Nature Blows My Mind! Tiny clingfish can suck over 200 times its body weight (Video)
By Kimberley Mok, Treehugger, 11 June 2014.
By Kimberley Mok, Treehugger, 11 June 2014.
The northern clingfish is a fish that sucks like crazy - literally. Equipped with a large adhesion disc covering around 25 percent of its belly, this trait allows the saltwater-dwelling clingfish (Gobiesox maeandricus) to survive by clinging to rocks and hunt in the turbulent currents of the Pacific Coast of North America.
Hoping to learn more about this trait and to apply it to uses in medicine, researchers from the University of Washington wondered how the clingfish could achieve this "death-grip" in its suction cup, and derived a series of experiments to test and compare the fish's suction powers to those of man-made suction cups, on a variety of surfaces.

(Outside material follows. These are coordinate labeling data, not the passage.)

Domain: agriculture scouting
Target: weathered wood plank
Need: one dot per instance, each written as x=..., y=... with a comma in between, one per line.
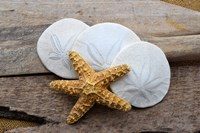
x=178, y=112
x=22, y=22
x=147, y=17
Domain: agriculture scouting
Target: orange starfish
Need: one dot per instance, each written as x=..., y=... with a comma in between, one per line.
x=91, y=87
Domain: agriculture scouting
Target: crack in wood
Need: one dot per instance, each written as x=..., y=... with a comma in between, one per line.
x=5, y=112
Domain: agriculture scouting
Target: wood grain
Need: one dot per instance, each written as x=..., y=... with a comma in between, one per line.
x=178, y=112
x=173, y=28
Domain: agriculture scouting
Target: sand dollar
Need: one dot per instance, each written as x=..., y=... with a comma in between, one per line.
x=55, y=43
x=100, y=43
x=148, y=81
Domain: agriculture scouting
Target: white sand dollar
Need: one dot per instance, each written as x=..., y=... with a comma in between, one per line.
x=55, y=43
x=148, y=81
x=100, y=43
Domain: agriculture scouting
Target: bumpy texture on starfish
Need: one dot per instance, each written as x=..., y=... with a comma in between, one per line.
x=91, y=87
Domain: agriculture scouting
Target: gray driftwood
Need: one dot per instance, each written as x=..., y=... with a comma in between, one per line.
x=174, y=29
x=178, y=112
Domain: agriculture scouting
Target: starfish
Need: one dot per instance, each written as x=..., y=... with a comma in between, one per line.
x=91, y=87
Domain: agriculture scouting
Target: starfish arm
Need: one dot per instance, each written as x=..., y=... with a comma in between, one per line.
x=105, y=97
x=80, y=65
x=110, y=75
x=72, y=87
x=83, y=104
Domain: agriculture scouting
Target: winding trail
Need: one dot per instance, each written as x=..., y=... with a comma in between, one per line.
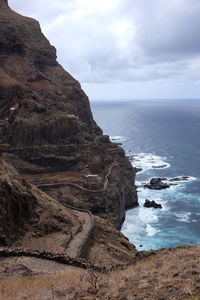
x=61, y=184
x=79, y=242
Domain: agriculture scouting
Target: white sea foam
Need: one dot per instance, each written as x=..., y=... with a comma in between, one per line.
x=151, y=230
x=183, y=217
x=117, y=138
x=148, y=161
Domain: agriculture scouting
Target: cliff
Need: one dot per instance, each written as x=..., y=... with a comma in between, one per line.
x=47, y=130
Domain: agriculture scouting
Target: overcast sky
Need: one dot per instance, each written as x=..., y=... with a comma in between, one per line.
x=124, y=49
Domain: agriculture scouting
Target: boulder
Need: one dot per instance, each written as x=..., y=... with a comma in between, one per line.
x=157, y=184
x=148, y=203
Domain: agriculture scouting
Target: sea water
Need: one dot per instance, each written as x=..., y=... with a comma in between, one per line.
x=163, y=138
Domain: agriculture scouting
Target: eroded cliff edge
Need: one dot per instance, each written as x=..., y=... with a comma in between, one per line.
x=47, y=130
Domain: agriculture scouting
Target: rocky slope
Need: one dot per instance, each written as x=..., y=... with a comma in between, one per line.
x=46, y=126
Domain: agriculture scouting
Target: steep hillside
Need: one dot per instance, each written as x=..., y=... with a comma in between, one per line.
x=46, y=126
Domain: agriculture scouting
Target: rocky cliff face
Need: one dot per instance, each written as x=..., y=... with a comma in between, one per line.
x=46, y=126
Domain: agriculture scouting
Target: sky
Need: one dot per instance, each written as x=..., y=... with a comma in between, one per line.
x=124, y=49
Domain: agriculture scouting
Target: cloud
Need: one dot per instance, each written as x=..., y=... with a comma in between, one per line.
x=121, y=40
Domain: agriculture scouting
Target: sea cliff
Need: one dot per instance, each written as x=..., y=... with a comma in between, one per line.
x=47, y=131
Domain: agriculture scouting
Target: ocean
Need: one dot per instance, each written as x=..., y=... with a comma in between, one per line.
x=163, y=138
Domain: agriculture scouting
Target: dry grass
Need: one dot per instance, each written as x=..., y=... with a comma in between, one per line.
x=168, y=275
x=42, y=287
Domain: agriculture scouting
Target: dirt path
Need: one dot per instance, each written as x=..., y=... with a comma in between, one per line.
x=53, y=185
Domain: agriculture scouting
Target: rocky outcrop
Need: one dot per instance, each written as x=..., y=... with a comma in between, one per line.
x=47, y=130
x=30, y=218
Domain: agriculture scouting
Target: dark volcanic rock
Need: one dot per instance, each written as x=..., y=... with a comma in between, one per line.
x=183, y=178
x=157, y=184
x=149, y=203
x=46, y=124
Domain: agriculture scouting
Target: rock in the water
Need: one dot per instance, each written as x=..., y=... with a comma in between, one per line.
x=159, y=167
x=149, y=203
x=157, y=184
x=183, y=178
x=138, y=170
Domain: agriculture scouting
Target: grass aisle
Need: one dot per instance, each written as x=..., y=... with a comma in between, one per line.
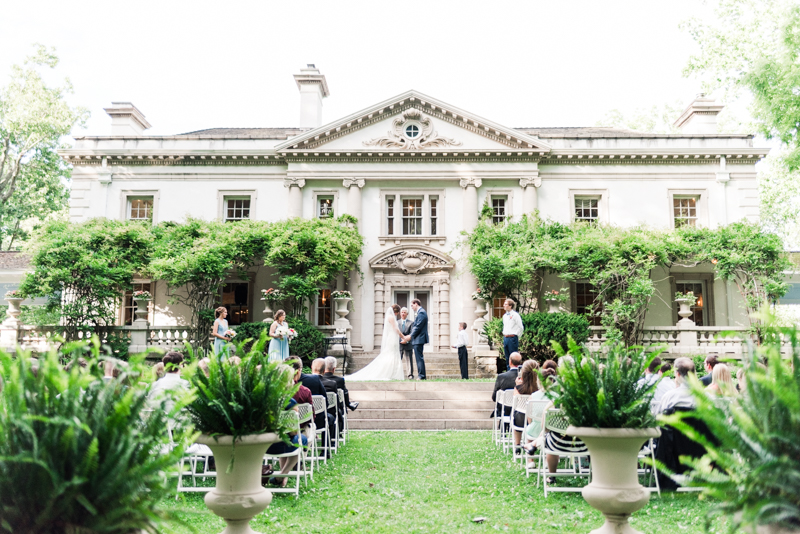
x=434, y=482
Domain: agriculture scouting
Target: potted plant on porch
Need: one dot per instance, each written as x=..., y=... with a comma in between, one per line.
x=752, y=467
x=237, y=410
x=608, y=408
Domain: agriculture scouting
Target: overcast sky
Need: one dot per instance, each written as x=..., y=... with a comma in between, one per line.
x=194, y=65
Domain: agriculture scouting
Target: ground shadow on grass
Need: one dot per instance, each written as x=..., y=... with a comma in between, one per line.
x=434, y=482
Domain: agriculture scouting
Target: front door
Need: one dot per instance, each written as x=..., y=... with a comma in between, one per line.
x=404, y=297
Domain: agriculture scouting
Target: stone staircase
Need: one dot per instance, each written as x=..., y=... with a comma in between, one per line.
x=437, y=364
x=421, y=405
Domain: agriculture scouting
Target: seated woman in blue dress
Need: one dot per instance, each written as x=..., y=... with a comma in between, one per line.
x=287, y=463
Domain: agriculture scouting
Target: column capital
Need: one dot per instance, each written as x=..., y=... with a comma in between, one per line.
x=471, y=181
x=349, y=182
x=535, y=181
x=289, y=182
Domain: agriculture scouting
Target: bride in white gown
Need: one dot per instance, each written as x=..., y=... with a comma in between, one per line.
x=387, y=365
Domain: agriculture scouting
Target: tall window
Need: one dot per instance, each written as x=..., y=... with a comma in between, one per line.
x=235, y=298
x=497, y=306
x=324, y=308
x=390, y=215
x=140, y=208
x=499, y=210
x=684, y=211
x=586, y=209
x=434, y=213
x=237, y=208
x=325, y=208
x=585, y=295
x=412, y=216
x=698, y=310
x=129, y=306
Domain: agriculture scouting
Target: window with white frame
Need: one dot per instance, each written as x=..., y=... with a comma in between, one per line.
x=412, y=216
x=237, y=208
x=587, y=209
x=685, y=210
x=499, y=213
x=140, y=208
x=324, y=206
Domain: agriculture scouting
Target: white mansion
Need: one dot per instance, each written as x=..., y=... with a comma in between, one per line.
x=415, y=171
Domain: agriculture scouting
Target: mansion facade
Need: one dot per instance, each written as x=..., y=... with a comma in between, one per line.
x=416, y=172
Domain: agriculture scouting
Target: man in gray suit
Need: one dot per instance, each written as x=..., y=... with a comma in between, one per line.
x=406, y=351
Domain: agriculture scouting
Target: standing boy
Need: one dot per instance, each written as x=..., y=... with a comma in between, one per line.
x=461, y=344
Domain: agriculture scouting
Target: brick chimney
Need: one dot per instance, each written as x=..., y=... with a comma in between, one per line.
x=700, y=117
x=126, y=119
x=313, y=88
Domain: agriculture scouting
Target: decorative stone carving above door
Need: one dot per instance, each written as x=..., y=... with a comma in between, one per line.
x=415, y=266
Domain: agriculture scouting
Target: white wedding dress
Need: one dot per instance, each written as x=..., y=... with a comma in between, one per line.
x=387, y=365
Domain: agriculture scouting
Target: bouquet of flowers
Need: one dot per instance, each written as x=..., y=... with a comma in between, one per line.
x=559, y=295
x=286, y=333
x=273, y=294
x=481, y=294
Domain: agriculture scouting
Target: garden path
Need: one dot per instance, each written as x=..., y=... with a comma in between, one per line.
x=434, y=482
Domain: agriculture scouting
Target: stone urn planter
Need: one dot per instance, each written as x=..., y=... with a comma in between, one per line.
x=615, y=490
x=685, y=311
x=341, y=306
x=13, y=310
x=238, y=495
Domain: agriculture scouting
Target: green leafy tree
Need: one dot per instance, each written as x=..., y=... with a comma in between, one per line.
x=84, y=269
x=33, y=119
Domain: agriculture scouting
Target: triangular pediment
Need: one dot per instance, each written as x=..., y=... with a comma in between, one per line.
x=413, y=122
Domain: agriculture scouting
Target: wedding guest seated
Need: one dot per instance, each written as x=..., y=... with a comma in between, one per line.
x=508, y=379
x=286, y=464
x=721, y=382
x=710, y=362
x=527, y=383
x=672, y=444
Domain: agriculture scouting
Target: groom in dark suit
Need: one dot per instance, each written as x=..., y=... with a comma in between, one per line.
x=419, y=335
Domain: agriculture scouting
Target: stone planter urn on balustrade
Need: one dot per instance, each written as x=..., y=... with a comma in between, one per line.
x=14, y=302
x=238, y=496
x=615, y=490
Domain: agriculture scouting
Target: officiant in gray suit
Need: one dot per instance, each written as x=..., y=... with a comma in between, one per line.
x=406, y=351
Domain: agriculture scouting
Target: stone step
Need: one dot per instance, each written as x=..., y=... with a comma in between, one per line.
x=420, y=424
x=374, y=395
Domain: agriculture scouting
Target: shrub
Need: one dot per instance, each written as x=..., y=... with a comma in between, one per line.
x=242, y=399
x=608, y=395
x=78, y=453
x=752, y=468
x=541, y=329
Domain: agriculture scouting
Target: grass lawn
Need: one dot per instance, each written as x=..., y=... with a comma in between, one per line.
x=437, y=482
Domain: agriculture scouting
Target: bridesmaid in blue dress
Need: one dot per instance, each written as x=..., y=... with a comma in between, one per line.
x=279, y=346
x=218, y=332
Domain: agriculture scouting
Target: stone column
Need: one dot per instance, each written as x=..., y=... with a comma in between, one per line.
x=295, y=204
x=354, y=283
x=380, y=308
x=468, y=283
x=530, y=194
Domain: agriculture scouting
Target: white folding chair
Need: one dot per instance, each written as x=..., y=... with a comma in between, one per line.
x=291, y=417
x=345, y=426
x=306, y=415
x=518, y=405
x=322, y=434
x=571, y=448
x=534, y=411
x=332, y=401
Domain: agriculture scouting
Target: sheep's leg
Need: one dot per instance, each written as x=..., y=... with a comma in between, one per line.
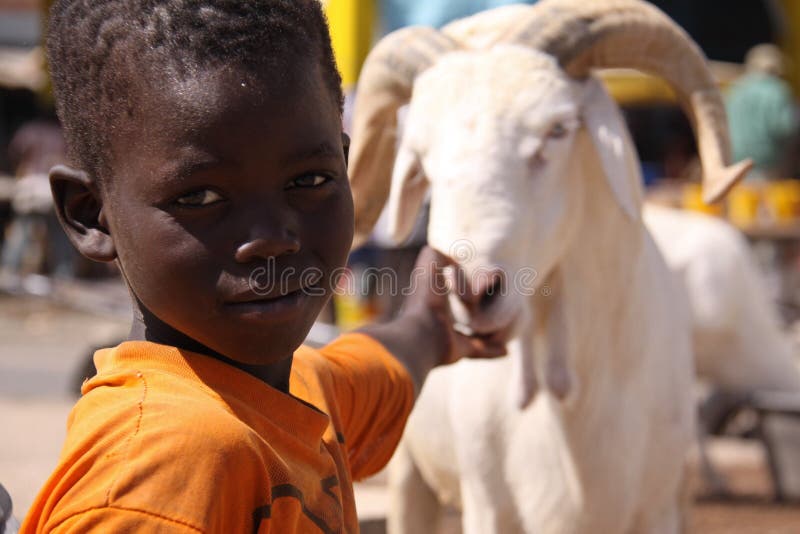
x=558, y=375
x=523, y=363
x=413, y=506
x=482, y=513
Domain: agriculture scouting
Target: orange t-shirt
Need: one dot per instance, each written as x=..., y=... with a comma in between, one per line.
x=165, y=440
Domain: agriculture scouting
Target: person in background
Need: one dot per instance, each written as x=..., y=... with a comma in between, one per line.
x=35, y=242
x=762, y=113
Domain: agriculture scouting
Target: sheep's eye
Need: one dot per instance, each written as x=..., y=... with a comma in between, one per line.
x=308, y=180
x=557, y=131
x=199, y=198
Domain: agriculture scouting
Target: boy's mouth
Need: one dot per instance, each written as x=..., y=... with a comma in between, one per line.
x=272, y=306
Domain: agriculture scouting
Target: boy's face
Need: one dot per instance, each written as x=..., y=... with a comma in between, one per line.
x=230, y=209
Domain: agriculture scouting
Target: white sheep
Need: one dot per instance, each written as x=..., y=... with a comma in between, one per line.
x=530, y=165
x=737, y=339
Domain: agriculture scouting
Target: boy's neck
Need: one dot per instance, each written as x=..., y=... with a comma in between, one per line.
x=148, y=327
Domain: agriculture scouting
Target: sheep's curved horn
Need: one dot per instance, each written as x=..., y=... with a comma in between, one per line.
x=384, y=85
x=586, y=34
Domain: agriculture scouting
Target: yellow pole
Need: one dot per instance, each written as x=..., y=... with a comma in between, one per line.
x=352, y=23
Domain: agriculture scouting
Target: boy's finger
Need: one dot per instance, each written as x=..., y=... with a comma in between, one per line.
x=477, y=348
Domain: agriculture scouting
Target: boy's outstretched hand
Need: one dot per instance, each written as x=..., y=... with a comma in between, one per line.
x=423, y=335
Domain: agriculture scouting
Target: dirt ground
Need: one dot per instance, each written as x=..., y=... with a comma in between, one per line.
x=750, y=508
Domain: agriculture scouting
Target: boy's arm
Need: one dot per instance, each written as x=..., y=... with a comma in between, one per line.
x=422, y=337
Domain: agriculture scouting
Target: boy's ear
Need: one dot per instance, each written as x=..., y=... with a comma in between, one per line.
x=79, y=206
x=346, y=148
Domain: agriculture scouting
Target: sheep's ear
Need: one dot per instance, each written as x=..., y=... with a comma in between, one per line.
x=409, y=186
x=616, y=151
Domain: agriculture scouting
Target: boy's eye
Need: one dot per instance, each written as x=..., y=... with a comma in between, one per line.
x=199, y=198
x=308, y=180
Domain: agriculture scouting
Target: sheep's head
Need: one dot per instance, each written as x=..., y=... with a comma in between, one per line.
x=479, y=139
x=495, y=159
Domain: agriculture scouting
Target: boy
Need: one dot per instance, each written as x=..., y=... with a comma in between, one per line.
x=210, y=167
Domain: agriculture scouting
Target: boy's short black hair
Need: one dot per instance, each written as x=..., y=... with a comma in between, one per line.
x=96, y=49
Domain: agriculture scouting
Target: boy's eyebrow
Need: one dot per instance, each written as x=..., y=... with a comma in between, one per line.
x=184, y=168
x=322, y=150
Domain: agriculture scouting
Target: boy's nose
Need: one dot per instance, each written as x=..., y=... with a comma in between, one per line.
x=264, y=247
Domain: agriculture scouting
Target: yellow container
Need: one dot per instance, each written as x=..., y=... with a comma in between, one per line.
x=692, y=199
x=782, y=199
x=744, y=202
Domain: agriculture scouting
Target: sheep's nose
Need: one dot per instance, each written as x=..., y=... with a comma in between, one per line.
x=485, y=287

According to Live Science, they used dead clingfish in their experiments, to ensure that the results were due to the structure of the suction disc (apparently, dead clingfish retain up to 96 percent of a live clingfish's clinging power). Using harnesses, a machine and a measuring device to pull these discs off different textured surfaces, they found that the clingfish's disc can generate adhesive forces 80 to 230 times their body weight, allowing this tiny fish to hang onto rocks, and to hunt limpets (round molluscs that also cling to rocks).
It's all in the microvilli
Eager to find the secret behind the clingfish's amazing ability, the researchers tested and ruled out fish mucus as a contributing factor, and finally discovered that it had to do with the structure of the disc itself:
The team instead found that the secret to the clingfish's adhesion is the hierarchically structured microvilli (tiny hairs similar to those found on gecko and spider feet) around the edges of the adhesive disc. When you pull on a suction cup, its sides slide inward; however, the fish's microvilli induce high friction to prevent slipping. Additionally, the disc's flexibility and microvilli help seal its edges to rough surfaces, preventing liquids from leaking in and disrupting the adhesion.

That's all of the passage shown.